This week we seek out the California, Western, or Pacific gray whale, one of the mightiest migrants of them all. A close-up view of the gray whale, California’s official (and largest) mammal, is a life-changing experience. When those massive, dark, white-barnacled heads shoot up out of the ocean to breathe, saltwater spray with the force of a firehose blasts up from their blowholes. That spouting is how you’ll first spot them all along the California coast—whether from whale vistas on land, or from onboard boat or kayak tours.
Once endangered by whaling—as so many whale species still are—the California or eastern Pacific gray whales have recovered. Numbers now approach 25,000, close to the grays’ pre-whaling population. There was once a north Atlantic population of gray whales, extinct since the 1800s. The western Pacific or Korean population may also be extinct; rare individuals spotted there are probably California outliers. In fact, California’s gray whales may be repopulating historic and prehistoric territories. Some have been spotted near British Columbia, and in the East Siberian Sea. In 2010 one was spotted off Israel’s Mediterranean coast, and later (the same whale) near Barcelona, Spain. In 2013 a different individual was spotted off the coast of Namibia—the first time in recent history that gray whales have been observed in the Southern Hemisphere. Researchers speculate that grays are traveling via the Northwest Passage, now fully navigable due to climate change and the related loss of Arctic sea ice.

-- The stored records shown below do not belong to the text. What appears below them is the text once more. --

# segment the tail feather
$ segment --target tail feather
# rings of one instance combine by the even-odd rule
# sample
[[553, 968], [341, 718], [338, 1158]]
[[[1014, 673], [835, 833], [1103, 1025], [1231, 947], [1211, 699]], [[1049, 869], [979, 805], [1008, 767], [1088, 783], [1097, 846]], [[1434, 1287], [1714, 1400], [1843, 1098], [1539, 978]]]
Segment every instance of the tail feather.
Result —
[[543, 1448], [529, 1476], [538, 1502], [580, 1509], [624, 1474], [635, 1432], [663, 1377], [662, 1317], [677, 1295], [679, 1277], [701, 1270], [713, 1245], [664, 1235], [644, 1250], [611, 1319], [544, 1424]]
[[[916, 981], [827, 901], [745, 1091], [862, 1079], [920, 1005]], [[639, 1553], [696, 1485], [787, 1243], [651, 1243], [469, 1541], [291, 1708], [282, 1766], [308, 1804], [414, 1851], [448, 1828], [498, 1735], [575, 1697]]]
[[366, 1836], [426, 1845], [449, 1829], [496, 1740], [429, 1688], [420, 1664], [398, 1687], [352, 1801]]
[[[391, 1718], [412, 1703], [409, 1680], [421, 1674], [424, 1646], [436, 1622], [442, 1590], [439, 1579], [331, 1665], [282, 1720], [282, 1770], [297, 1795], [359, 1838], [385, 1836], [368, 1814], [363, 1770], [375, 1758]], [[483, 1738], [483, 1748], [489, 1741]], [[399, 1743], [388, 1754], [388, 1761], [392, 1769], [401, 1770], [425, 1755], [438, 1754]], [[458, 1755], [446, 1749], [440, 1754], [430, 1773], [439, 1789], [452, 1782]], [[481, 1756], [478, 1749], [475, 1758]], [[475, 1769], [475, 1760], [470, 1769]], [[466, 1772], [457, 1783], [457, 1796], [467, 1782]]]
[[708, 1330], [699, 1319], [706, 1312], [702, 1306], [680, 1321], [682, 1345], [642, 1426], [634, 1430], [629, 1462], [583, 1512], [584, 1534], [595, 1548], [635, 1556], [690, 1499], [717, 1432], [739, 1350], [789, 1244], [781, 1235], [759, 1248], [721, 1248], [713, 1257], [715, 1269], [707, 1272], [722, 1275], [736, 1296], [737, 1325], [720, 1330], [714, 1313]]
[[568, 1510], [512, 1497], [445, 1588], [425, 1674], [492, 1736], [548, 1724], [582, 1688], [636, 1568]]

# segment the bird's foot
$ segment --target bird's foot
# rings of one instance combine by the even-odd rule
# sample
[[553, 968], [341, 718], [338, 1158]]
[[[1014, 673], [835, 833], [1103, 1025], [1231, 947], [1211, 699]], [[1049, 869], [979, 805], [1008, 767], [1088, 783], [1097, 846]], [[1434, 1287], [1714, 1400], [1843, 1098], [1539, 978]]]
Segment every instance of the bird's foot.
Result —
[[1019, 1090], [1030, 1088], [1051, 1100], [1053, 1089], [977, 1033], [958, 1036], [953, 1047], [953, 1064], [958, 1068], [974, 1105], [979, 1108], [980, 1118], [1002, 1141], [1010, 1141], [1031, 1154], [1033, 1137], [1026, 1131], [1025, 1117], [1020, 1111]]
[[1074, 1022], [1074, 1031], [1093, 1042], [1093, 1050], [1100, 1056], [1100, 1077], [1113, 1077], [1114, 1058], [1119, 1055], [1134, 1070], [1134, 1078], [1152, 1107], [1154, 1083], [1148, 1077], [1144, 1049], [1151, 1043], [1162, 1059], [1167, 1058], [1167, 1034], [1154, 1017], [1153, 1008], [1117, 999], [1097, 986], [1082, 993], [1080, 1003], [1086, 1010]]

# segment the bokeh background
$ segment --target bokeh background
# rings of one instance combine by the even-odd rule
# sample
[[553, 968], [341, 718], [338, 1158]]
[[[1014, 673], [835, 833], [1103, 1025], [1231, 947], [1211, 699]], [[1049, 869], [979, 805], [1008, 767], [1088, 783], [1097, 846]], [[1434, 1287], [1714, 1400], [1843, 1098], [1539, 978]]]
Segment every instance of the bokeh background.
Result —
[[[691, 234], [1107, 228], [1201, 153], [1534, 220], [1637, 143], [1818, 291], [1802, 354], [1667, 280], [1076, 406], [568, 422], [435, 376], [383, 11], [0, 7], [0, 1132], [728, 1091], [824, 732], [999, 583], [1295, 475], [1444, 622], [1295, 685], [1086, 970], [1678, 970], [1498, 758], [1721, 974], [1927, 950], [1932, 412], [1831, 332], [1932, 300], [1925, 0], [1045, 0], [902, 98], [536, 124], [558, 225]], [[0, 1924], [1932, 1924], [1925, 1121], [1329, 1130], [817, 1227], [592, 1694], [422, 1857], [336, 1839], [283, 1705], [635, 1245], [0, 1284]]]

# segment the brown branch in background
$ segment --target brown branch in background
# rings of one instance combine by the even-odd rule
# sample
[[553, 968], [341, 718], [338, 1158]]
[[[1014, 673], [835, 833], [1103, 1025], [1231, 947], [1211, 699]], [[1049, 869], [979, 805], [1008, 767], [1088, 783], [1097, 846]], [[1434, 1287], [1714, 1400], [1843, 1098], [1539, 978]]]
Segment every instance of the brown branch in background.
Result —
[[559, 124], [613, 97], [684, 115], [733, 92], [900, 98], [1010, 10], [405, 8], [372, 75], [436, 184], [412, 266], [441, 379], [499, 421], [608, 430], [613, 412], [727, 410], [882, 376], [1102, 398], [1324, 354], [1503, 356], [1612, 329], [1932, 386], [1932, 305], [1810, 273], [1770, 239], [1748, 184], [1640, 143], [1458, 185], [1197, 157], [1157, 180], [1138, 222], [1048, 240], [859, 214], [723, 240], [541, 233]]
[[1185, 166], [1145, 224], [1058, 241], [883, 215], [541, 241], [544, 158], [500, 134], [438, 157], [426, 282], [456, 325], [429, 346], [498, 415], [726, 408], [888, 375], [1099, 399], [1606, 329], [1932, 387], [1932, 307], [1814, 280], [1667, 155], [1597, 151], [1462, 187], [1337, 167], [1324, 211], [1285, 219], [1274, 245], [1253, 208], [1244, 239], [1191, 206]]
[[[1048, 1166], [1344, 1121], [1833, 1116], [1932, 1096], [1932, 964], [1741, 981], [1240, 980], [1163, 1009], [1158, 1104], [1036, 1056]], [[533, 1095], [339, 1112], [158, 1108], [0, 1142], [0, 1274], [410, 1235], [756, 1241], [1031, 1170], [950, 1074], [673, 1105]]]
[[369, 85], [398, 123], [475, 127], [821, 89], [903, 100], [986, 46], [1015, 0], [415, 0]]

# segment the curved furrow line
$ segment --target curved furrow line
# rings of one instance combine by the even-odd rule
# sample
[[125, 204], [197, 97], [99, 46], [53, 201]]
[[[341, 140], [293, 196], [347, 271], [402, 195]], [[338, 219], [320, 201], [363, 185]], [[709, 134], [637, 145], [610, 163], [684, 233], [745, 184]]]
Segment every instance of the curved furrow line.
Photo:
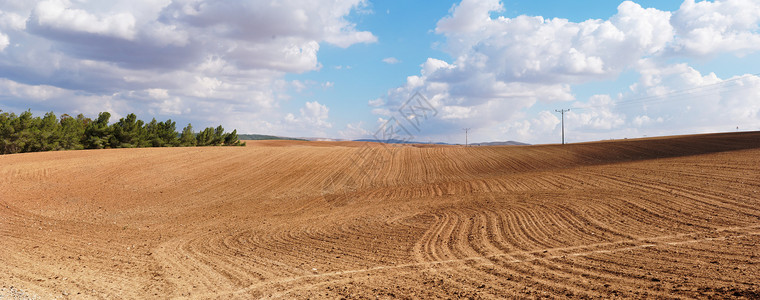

Categorized as baleen whales—which dine on plankton and other small aquatic animals sifted through hundreds of fringed, hornlike baleen plates—gray whales were once land mammals that went back to sea, trading their fore and hind legs for fins and tail flukes. Despite their fishlike appearance, these are true mammals: warm-blooded, air-breathing creatures who nourish their young with milk.
Adult gray whales weigh up to 45 tons, not counting a few hundred pounds of parasitic barnacles. Calves can weigh in at a hefty 1,500 pounds at birth, These whales typically live 30 to 60 years. They feed almost endlessly from April to October in the Arctic seas between Alaska and Siberia. Fat and sassy with an extra 6 to 12 inches of blubber onboard, early in October they head south on their 6,000-mile journey to the warmer waters of Baja California in Mexico.
Pregnant females leave first, traveling alone or in small groups. Larger groups make up the rear guard, with older males and nonpregnant females engaging in highly competitive courtship and mating rituals along the way. By mid-December to early January, most migrants are between Monterey and San Diego. The rear guard becomes the frontline on the way home: males, newly pregnant females, and young gray whales head north from Mexico starting in February. Cows and calves migrate last, most leaving between late March and April—typically traveling quite close to shore, for the protection of youngsters, making them easy to see from land. Migration timing can vary, though, so check in with your intended whale-watching destination for current details.
On a good day, a boat or kayak tour can get you pretty close—though any good guide will avoid interfering with these magnificent animals and their complex social connections. The Oceanic Society, a nonprofit research and conservation group, offers excellent winter whale-watching trips from both San Francisco and Half Moon Bay, and, at other times, day trips to the rugged offshore Farallon Islands, now part of an international UNESCO Biosphere Reserve. Other best bets for a boat tour are Monterey Bay, Morro Bay, Newport Beach, Catalina Island, and San Diego, though there are charters and guides almost everywhere. The Monterey Bay area has the added attraction of the Monterey Bay Aquarium, another opportunity to immerse yourself in the magic of California’s offshore world. There are many great places to whale-watch coast even if a boat ride or kayak trip isn’t for you.
Generally speaking, the farther north you go, the fewer crowds you’ll contend with—meaning, Mendocino and Humboldt Counties are about perfect for landlubbing introverts. To watch from land, make sure it’s a clear, crisp day and head for higher ground. You want tall cliffs with an unimpeded view out over the ocean—the Rim Trail at Patrick’s Point State Park, say, or Trinidad Head, Table Bluff just south of Humboldt Bay, and Mendocino Headlands and other coast-hugging state parks. Sonoma County is also excellent: Head for Bodega Head at Bodega Bay. Wherever and however you go, always bring binoculars.